L'insopportabile vita, di Massimo Onofri
La strada di ritorno, l’ultimo romanzo di Giuseppe Cassieri, si apre con una lettera dell’io narrante, Nazario Giannutri, a Gerard Roussel, Promotore del Comitato diritti civili in difesa di Free Exit: “Sostengo con forza accresciuta l’iniziativa di pubblicare un dossier plurinazionale sul tema che ci sta a cuore e presentarlo a Strasburgo, nella speranza che si possa scongiurare un processo infamante a carico di persone di alta statura morale, dedite alla “lotta per la vita” quanto più, paradossalmente, esercitate a garantire il dolce afflato della morte”. La Free Exit, con tanto di sito dettagliato, è un’organizzazione assistenziale che, con l’ausilio di medici e psichiatri all’uopo preparati, s’incarica di seguire, non solo nella fase terminale, tutti coloro che hanno deciso di togliersi la vita. Con il risultato di riguadagnarne la grande maggioranza alla vita: come capita a Nazario (di qui il significato del titolo), che si dispone a darne testimonianza con un testo, coincidente, appunto, col libro che ci troviamo a leggere.
Non siamo di fronte al Cassieri cui siamo più abituati: quello satirico e comunitario, implacabile nel restituirci certi meccanismi di infatuazione o delirio collettivi. Lo scrittore di queste pagine si confronta invece, e senza indugi, con uno dei più misteriosi assilli della coscienza di fronte a se stessa, quando la vita non pare più sopportabile: la tentazione del suicidio, qui declinato anche per il verso d’uno dei temi più scottanti dell’etica contemporanea, quello dell’eutanasia o della “buona morte”. E tutto ciò, sullo sfondo d’un romanzo affollato di personaggi –e dentro l’inevitabile spirale di un’autoanalisi, tanto necessaria quanto inutile, che s’interroga sulle radici più o meno antiche d’un improvvisamente sopraggiunto e sempre più incalzante male di vivere– dove giganteggia il rapporto con un fratello più grande, brillante e altruista, il quale, a differenza di Nazario che l’ha “fortunatamente” ritrovata, la speranza “l’aveva tragicamente perduta”, schiantandosi sugli scogli delle acque messapiche.

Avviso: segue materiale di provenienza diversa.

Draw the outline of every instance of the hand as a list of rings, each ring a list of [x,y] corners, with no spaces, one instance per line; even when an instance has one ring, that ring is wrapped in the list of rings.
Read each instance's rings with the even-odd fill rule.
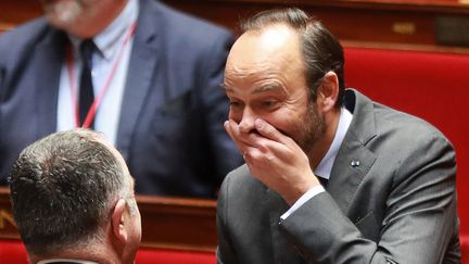
[[[308,158],[293,139],[267,122],[257,118],[254,125],[256,131],[245,133],[229,120],[225,122],[225,129],[243,153],[251,174],[292,205],[319,185]]]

La questione è di quelle sempre soffocate dalla reticenza: non si sa se più per scandalo sociale o angoscia individuale. Tanto più interessante, allora, andare a vedere come se la cava uno scrittore che s’è formato contraendo i virus d’una cultura letteratissima, tra Ronda ed Ermetismo: i nomi, qui evocati, di Quasimodo e Libero de Libero valgano come autodenuncia. Cito a caso: “Capelli color rame, statura innalzata da stivaletti omertosi, esuberanza di proteine”. Dove conta soprattutto la sopraelevazione metaforica dell’aggettivo “omertosi”: con suggestivi approdi conoscitivi della scrittura. Senza trascurare la forza biologica –in funzione del ritratto tra etico ed erotico del personaggio di Giulì– del sorprendente complemento di specificazione: “di proteine”. Ma sarà pure da registrare la similitudine: “come un’ape che torna a suggere la stessa acacia”. A dire di un processo psichico che ha a che fare con il “display della mente”. Laddove la lingua pigia spesso sul pedale dell’antologia, sempre ben registrato. Contravveleni della letteratura. Ieri, in vista di un’ironia spinta fin quasi al sarcasmo. Oggi, perché un romanzo d’aspra moralità sia messo al riparo da ogni retorica dei sentimenti.